Une fois le débat relancé, les parlementaires toutes tendances confondues ne vont pas se géner pour proposer des dérogations aux hausses envisagées sous la pression des lobbies et des milieux socio-professionnels.

Ainsi, durant la discussion du second collectif budgétaire de 2012, des parlementaires ont déjà essayé d'exclure les produits agricoles, le bois de chauffe, la pisciculture ou encore les billets de cinéma des hausses de TVA. La filière équine va à nouveau tenter de faire revenir la TVA du taux normal au taux intermédiaire.

D'autres secteurs affûtent leurs armes. L'ancien Premier ministre Jean-Pierre Raffarin, qui possède le Futuroscope dans son département de la Vienne, devrait monter encore une fois au créneau pour que la TVA sur les parcs de loisirs ne passent pas de 7 à 10%.

Les groupes de pression ne sont pas les seuls à fourbir leurs armes afin de limiter les hausses de TVA. Ainsi, le 4 décembre, sur BFMTV, Guillaume Pépy, le président de la SNCF, concédait, lui, qu'il n'était pas favorable à une éventuelle augmentation du taux de TVA sur les transports de 7% à 10%.

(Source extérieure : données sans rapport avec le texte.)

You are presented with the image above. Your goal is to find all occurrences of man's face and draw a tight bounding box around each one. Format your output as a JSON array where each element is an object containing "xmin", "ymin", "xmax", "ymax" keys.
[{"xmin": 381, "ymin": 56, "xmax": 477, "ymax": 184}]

Le 5 décembre, toujours sur BFMTV, Cécile Duflot, la ministre du Logement, s'était déclarée hostile au passage de la TVA de 7 à 10% sur le logement social. Elle est rejoint par un ancien ministre en charge du logement, Jean-Louis Borloo. L'actuel président de l'Union des démocrates et indépendants (UDI), estime dans une interview à Dimanche Ouest-France de ce 10 mars qu'il faut baisser la TVA sur le bâtiment à 5 %, voire même à 2,5 % pendant deux ans" pour relancer la construction de logements.